Logo en.artbmxmagazine.com

Organizations as social systems and waves of knowledge

Anonim

Organizations are a set of people and resources related to each other and to their attributes to achieve a common goal, which interacts with the context and constitutes a totality. They can be classified as follows…

  • Formal: structured with positions and hierarchies Informal: freely organized Primary: with full and emotional dedication Secondary: with contractual relationships

Organizations, as social systems, are responsible for the consequences of their decisions and actions, for which they must balance the influence of the environment with their responsibilities, satisfying social needs when manufacturing a product or providing a service.

organizations-as-social-systems-1

Operational Wheel

The operational wheel simplifies the vision of the company since it graphs all the existing functions in it. This graph does not depend on the size of the company since, according to this, the only variations will be the people who perform each function and their way of development.

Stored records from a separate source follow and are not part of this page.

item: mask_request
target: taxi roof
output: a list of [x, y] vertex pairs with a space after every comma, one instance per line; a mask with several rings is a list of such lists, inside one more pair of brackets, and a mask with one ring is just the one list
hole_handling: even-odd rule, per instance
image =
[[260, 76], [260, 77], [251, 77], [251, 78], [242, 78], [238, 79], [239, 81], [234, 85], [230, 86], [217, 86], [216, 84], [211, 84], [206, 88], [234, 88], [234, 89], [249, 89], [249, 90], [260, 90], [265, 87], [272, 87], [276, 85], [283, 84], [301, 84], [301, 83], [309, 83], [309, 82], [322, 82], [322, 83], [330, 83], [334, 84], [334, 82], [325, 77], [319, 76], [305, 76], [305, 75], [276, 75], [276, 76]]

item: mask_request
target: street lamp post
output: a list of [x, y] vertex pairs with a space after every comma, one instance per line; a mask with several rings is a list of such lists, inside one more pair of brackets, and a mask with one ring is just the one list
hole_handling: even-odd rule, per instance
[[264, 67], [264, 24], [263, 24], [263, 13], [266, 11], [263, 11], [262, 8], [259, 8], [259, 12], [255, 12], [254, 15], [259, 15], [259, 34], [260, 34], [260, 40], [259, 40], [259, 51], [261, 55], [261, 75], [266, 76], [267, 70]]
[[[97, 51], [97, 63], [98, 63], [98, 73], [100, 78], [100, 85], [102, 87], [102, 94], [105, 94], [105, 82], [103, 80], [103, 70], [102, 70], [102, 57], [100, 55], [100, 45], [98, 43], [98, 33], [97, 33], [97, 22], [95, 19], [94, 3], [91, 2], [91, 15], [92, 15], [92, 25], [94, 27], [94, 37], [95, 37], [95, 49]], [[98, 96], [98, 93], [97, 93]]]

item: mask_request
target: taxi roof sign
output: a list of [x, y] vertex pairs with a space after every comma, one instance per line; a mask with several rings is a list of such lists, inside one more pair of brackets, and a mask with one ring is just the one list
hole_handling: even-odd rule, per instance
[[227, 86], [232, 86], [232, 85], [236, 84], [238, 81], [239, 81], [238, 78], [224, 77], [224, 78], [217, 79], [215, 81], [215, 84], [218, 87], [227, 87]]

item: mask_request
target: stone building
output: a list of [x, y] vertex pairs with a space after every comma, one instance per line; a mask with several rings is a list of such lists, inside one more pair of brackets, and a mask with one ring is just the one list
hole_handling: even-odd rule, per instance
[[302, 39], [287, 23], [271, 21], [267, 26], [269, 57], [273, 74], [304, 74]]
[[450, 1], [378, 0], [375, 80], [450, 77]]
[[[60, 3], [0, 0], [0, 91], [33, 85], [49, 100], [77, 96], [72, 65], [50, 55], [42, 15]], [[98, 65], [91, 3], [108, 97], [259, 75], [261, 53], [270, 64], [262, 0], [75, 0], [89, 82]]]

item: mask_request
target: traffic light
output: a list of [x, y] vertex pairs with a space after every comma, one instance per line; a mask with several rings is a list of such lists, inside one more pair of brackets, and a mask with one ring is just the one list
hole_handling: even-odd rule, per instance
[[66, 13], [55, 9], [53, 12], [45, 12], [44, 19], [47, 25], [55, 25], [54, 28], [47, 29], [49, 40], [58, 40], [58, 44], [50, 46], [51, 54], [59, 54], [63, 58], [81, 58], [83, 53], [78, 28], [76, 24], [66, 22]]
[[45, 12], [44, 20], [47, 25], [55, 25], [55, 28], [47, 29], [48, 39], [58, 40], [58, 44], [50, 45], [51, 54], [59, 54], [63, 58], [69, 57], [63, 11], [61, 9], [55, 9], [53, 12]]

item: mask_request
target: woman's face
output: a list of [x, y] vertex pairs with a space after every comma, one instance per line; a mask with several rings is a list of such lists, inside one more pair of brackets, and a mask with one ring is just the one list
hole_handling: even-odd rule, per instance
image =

The employer, located in the center of it, will have the main objective of achieving efficiency, which will only be possible if he makes all the necessary operational decisions so that the operational wheel does not stop and turn as quickly as possible.

This way of mechanically organizing the company remains in the way of thinking of the people who make it up. When companies organize themselves aiming only at the objective of making the operational wheel work, kingdom structures are generated where each area is limited to fulfilling the specific objective for which it was created. That is why the operational wheel does not ensure efficiency without the establishment of a network structure that allows interrelationships to deepen and develop so that the organization works better and better under the criterion that all areas must meet all objectives. Network structures must be prepared to adapt to permanent changes, ensuring that good global results are obtained and not just specific ones.

Companies as dynamic systems

  • Inputs: system income that constitutes the starting force that supplies the system with its operational needs Process: transforms an input into an output. This process can receive two categories, a white box when it is designed by the administrator and how it is integrated is known, or a black box when the process is not known or is not of interest in detail. Outputs: results that are obtained when processing the inputs, they are the result of the operation of the system or the purpose for which the system has been created. Feedback: it occurs when the exits or the influences of the context, re-enter as resources or information. Limit: separates the system from its environment and functions as a filter, maintaining a degree of autonomy and interdependence.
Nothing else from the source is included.